Meanwhile, Bhutan Government was deeply concerned about the poverty of Zhemgang region. The people of Zhemgang owned almost no rice fields and depended on shifting cultivation which failed to produce enough to feed them. In 1972, the government entrusted Nishioka to prepare a general development plan for the region. He submitted the plan after a year. The government then entrusted him to carry out the plan within a span of five years from 1976 to 1980.
It was 1975 and he was now a father of two kids. His daughter Yoko was seven years old and son Tetsuo was two years old. From 1976, he would have to be in Zhemgang, away from his family in Paro. They also had to think about their daughter's education. Therefore, Satoko returned to Japan with the two children in December 1975. They planned to come to meet him once a year.
From 1976 to 1980, Nishioka, with his ten staff, applied himself totally to Zhemgang's cause. They held numerous meetings with the villagers, constructed 17 suspension bridges, many irrigation canals, over 50 hectares of rice fields, farm roads, schools and clinics and also sent young men to be trained as farm machine drivers and operators in Paro. He introduced the new varieties of rice, potato, maize, orange, apple, cardamom and planting of agar wood which holds great export value. The lives of the people of Zhemgang improved drastically.

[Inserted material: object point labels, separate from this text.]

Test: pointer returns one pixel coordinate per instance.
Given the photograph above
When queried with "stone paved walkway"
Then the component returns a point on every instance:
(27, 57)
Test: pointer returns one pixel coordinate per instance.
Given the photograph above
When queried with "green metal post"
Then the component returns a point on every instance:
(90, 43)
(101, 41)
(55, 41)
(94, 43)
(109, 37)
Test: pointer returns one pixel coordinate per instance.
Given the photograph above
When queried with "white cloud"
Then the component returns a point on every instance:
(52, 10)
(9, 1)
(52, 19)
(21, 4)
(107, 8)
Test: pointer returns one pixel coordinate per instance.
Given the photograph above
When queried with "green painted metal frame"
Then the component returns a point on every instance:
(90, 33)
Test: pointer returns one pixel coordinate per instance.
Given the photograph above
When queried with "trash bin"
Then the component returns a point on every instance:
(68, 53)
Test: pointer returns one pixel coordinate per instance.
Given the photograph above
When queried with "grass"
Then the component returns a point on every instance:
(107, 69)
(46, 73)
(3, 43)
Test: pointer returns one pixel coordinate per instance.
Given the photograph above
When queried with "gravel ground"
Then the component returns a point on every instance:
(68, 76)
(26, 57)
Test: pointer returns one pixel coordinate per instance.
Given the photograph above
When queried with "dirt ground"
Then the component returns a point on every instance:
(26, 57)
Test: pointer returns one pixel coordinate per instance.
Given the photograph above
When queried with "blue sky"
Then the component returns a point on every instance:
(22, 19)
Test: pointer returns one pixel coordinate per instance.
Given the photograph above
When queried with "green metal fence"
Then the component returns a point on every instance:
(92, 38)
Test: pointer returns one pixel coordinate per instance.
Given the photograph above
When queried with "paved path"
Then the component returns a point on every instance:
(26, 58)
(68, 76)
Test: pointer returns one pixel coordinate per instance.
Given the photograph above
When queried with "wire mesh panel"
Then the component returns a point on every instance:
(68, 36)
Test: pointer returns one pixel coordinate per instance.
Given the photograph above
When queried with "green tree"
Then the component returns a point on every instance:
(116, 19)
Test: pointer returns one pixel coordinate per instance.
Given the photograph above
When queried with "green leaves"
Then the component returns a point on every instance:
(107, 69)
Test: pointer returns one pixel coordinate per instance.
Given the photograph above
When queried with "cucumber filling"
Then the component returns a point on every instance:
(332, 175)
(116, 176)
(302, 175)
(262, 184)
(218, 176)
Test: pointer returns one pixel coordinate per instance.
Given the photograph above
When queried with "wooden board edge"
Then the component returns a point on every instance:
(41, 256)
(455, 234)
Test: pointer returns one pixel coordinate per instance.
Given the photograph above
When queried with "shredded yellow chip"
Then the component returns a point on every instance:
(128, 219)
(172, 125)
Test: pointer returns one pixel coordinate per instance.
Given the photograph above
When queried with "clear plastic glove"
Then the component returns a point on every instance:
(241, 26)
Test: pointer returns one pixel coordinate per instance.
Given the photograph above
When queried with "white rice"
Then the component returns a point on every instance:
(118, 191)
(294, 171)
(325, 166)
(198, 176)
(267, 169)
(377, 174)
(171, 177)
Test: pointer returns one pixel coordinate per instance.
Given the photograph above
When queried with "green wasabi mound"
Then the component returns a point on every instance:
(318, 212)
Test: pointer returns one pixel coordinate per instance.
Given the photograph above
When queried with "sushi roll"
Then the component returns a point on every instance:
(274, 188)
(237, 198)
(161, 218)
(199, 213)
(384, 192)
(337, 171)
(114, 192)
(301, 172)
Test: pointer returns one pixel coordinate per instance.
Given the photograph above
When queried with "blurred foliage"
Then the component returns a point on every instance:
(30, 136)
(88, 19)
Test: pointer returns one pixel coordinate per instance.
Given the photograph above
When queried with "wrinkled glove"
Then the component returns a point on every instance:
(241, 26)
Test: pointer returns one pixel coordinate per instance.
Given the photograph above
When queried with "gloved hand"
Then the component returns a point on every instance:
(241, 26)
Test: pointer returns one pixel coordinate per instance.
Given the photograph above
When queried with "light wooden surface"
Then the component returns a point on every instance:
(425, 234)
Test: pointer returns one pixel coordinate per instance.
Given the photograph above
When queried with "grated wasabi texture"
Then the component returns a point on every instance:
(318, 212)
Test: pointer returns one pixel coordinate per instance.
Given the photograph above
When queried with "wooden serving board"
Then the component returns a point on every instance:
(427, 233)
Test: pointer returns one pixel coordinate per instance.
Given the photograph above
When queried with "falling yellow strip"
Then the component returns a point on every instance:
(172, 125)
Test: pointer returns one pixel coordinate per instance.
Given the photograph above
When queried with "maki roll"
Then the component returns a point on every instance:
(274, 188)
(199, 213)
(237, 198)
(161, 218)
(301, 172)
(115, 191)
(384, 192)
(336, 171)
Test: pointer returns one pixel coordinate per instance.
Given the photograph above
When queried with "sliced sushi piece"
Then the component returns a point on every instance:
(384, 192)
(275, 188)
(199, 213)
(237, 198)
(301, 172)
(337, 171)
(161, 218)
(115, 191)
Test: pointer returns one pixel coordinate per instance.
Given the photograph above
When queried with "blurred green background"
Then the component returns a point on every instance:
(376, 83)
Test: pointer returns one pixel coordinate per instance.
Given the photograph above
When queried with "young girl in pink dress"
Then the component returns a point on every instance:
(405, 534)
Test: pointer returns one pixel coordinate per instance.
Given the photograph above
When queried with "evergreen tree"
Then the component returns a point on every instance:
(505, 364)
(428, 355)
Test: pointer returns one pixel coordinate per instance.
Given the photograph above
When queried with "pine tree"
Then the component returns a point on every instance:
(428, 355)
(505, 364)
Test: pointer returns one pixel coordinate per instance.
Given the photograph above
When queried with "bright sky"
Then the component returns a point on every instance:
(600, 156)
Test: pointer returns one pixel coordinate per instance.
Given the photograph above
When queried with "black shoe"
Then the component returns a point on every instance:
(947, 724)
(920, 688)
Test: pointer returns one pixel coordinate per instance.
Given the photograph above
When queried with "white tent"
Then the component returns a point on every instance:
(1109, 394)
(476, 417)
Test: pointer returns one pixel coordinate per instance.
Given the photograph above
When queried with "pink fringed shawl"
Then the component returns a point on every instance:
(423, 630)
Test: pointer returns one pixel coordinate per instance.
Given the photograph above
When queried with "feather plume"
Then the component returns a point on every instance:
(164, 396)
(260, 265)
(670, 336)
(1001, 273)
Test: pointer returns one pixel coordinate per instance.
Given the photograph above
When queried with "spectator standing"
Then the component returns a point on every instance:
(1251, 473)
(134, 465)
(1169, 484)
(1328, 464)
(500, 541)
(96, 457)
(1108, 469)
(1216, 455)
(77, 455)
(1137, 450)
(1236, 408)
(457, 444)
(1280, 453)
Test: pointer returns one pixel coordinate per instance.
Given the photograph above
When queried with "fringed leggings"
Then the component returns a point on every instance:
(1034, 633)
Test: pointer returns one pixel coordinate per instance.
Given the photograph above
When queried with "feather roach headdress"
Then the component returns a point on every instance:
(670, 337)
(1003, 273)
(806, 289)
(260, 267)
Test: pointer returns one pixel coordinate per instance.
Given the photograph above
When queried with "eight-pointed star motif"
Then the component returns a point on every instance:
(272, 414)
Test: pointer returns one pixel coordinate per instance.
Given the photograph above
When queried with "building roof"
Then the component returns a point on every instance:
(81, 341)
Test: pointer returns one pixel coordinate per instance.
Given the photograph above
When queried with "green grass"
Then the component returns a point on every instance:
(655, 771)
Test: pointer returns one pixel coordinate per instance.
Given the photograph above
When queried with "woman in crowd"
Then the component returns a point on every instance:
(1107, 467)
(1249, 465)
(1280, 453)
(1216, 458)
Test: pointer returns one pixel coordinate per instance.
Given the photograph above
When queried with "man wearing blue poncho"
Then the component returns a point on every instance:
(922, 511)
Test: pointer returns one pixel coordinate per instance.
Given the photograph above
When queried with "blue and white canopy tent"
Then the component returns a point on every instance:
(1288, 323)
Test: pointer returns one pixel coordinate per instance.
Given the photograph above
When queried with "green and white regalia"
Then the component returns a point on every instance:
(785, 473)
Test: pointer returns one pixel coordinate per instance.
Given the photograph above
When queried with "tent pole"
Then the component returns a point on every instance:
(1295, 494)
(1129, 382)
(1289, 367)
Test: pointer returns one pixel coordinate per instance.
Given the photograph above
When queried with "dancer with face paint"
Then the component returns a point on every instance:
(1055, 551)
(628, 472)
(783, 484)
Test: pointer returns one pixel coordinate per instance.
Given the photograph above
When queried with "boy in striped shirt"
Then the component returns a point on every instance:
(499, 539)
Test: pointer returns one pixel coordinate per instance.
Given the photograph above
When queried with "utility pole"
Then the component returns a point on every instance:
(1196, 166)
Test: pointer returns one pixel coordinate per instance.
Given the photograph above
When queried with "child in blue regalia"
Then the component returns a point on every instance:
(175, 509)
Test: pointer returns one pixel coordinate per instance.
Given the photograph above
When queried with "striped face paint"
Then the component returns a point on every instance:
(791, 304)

For his untiring and selfless contribution, His Majesty the King awarded him the red scarf and the title of 'Dasho' in 1980. 'Dasho' means 'the best one' and it is reserved for outstanding individuals who normally hold high posts. So far, Dasho Nishioka is the only foreigner to receive this title. He humbly dedicated it to all the farmers and staff who had worked with him.
In Paro, the rice yield per hectare tripled with new varieties. When Druk Air started its operations in 1983, he also initiated the export of high value produce like asparagus and strawberry to other countries by air. Paro Farm had now grown to about 13 hectares and had about 40 regular staff and it trained about 150 people annually. Farmers also made study visits to the farm. Agriculture Machinery Centre was established the same year.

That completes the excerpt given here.